Casi di Ebola sono stati segnalati ieri anche nella Repubblica democratica del Congo. Al momento sono tre i contagi certificati. L’ultimo è stato scoperto a Butembo, città di oltre un milione di abitanti ed epicentro di un grave focolaio del virus lo scorso giugno, dopo quasi due anni senza casi. Il ministero della Salute congolese ha annunciato la ricomparsa della malattia il 7 febbraio, dopo la morte di una donna che aveva contratto il virus. La vittima era la moglie di un sopravvissuto alla precedente epidemia di Ebola. Nel paese sono arrivate 1.200 dosi di vaccino e gli operatori sanitari che stanno formando il personale per la somministrazione delle dosi e il tracciamento. Una nuova epidemia sarebbe la dodicesima in Repubblica democratica del Congo da quando il virus è stato scoperto per la prima volta nel 1976 vicino al fiume Ebola.

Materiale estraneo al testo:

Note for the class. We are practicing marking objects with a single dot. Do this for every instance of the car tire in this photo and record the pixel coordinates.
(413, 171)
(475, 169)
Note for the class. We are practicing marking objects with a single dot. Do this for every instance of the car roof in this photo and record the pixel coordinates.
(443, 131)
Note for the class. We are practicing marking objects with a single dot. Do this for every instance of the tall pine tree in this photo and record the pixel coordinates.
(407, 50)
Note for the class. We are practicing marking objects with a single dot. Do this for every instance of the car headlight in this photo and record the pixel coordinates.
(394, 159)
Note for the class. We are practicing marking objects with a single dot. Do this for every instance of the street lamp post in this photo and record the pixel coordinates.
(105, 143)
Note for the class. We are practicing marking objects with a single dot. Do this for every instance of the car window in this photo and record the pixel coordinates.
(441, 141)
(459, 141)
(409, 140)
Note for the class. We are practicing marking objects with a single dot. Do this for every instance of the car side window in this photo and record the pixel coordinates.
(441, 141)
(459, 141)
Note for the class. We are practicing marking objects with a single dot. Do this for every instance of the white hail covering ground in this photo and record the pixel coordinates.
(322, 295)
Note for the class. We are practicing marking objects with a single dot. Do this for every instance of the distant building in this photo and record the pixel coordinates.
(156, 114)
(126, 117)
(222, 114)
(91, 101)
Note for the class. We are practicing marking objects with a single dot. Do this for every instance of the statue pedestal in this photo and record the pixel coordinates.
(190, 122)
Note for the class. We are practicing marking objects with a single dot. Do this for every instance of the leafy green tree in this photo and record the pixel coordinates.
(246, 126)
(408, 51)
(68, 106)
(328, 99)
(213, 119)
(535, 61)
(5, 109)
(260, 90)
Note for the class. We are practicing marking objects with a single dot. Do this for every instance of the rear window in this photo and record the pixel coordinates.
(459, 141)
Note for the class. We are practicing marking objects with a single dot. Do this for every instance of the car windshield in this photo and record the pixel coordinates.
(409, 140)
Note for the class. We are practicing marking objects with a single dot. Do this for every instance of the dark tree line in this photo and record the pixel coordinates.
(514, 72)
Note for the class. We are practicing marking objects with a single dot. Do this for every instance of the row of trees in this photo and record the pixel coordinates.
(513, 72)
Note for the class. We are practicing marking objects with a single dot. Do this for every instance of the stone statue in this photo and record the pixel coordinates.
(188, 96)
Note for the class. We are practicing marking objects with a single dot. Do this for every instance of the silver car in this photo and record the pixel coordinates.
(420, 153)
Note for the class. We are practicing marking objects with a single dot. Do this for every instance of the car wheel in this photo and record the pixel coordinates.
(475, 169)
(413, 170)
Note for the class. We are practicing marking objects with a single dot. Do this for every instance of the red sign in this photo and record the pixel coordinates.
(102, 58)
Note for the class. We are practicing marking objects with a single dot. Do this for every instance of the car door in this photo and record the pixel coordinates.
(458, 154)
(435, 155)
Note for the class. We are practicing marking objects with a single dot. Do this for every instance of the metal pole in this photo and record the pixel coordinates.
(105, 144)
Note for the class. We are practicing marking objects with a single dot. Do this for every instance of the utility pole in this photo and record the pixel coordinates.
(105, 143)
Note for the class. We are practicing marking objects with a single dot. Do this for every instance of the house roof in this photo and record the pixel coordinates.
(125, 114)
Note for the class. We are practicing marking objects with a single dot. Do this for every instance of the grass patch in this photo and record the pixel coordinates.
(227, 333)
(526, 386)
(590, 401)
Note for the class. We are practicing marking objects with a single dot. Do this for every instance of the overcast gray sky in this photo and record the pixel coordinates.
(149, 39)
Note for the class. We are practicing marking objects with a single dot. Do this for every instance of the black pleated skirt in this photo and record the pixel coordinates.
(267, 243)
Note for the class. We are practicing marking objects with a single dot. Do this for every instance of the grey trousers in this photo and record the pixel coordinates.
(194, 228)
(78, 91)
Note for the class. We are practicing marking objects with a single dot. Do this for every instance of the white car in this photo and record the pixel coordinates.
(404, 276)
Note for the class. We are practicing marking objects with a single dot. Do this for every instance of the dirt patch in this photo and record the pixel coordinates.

Il presidente della Liberia, George Weah, ha ordinato oggi agli operatori sanitari di rafforzare la vigilanza nel Paese e di adottare “misure preventive”, dopo le notizie giunte dalla confinante Guinea. Tra il 2013 e il 2016 la malattia ha causato quasi 5mila morti in Liberia. La principale arma contro la malattia è il vaccino sperimentale che si è dimostrato altamente protettivo in uno studio in Guinea nel 2015. Il vaccino è chiamato rVSV-ZEBOV. Non esiste ancora un trattamento provato. E’ attualmente in fase di valutazione una gamma di potenziali trattamenti tra cui emoderivati, terapie immunitarie e terapie farmacologiche. La malattia si trasmette tramite contatto con sangue, secrezioni, organi o altri fluidi corporei di persone e animali infetti. Ha un tasso di letalità che va dal 25 al 90% a seconda delle diverse epidemie e specie di virus.